Ons boek wil de Schrift, de theologie en disciplines zoals pedagogiek en psychologie verbinden rond de studie van jeugdwerk.”
Kunnen jeugdwerkers die met hun voeten in de klei staan ook iets leren van uw boek?
„Zeker. Ik zie het jeugdwerk als een speelveld met daarin allerlei posities. Er zijn verschillende onderwerpen waarbij jeugdwerkers verschillende posities innemen.
Het eerste is: wat is het doel van jeugdwerk? De ene jeugdwerker zegt: De ontwikkeling van de individuele jongere in zijn geloof. Volgens een ander is het kerkelijk jeugdwerk een bouwsteen in de opbouw van de kerkgemeenschap.
Een tweede onderwerp is geloofsontwikkeling. De een betrekt dit alleen op het persoonlijke geloof in God en het navolgen van Jezus. Volgens de andere positie, die internationaal veel naar voren komt, moet jeugdwerk de totale persoonlijke en sociale ontwikkeling van de jongere beogen.
Een derde, spannende vraag is: ben je als jeugdwerker vooral leraar of kun je ook luisteren? Ik zie in het onderzoek steeds meer begrippen als ”de profetische stem van jongeren”. God openbaart Zich, theologisch gezien, ook in hún leven.
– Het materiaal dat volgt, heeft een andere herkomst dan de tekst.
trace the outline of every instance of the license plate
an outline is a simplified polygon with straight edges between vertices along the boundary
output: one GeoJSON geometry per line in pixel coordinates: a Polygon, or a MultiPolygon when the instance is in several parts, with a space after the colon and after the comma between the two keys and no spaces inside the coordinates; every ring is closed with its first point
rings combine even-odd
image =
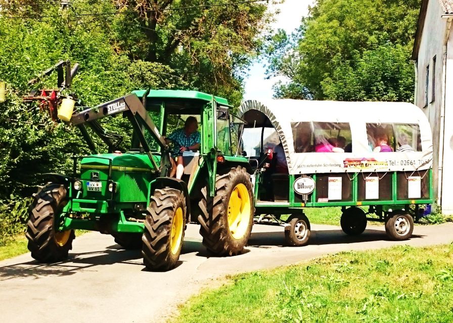
{"type": "Polygon", "coordinates": [[[102,183],[101,182],[87,182],[86,187],[88,191],[101,192],[102,189],[102,183]]]}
Het is bij deze thema’s belangrijk dat je weet waar je staat op het speelveld en waarom je zo in de wedstrijd zit. Ook moet je naar de ander luisteren en die proberen te begrijpen. Speel de verschillende posities juist niet tegen elkaar uit.”
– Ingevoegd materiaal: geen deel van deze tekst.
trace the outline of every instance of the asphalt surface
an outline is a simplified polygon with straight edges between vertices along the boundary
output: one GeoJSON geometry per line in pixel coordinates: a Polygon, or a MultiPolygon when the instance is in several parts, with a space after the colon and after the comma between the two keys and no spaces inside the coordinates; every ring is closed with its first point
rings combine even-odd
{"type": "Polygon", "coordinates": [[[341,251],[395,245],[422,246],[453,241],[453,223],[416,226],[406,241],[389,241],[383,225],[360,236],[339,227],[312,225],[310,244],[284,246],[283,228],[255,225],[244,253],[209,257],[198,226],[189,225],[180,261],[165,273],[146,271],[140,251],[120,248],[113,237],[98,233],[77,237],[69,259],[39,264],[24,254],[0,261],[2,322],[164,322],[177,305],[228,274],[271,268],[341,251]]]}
Er moet nog veel onderzoek gebeuren, zegt u. Wat zou u zelf nog graag willen weten?
„Ik ben benieuwd naar onze idealen van volwassenheid in het jeugdwerk. We hebben beelden van wat een goede volwassen gelovige is. Maar waarom vinden we dat onze jongeren zó moeten worden?
Een ander aangelegen punt voor mij is: luister naar de onderdrukte stemmen. Wat hebben die jongelui ons te zeggen, die niet naar de jeugdvereniging of in de kerk komen? Wat zegt God ons via hen?”
Eén van de vijf vragen in uw boek is: „Waar is God in het jeugdwerk?” Wat is uw antwoord?
„God stelt Zich, theologisch, in de kinderdoop al present bij het begin. Maar ook in het jeugdwerk laat God Zich kennen, bijvoorbeeld als er een vertrouwensband ontstaat tussen jongere en jongerenwerker.
Jeugdwerkers denken misschien: Ik ben gereedschap in Gods hand. Maar er is meer: God is óók aanwezig in het leven van jongeren. De vraag is dan niet alleen welk instrument ik zelf ben, maar ook: wat werkt God uit in mijn leven, door middel van jongeren en kinderen?”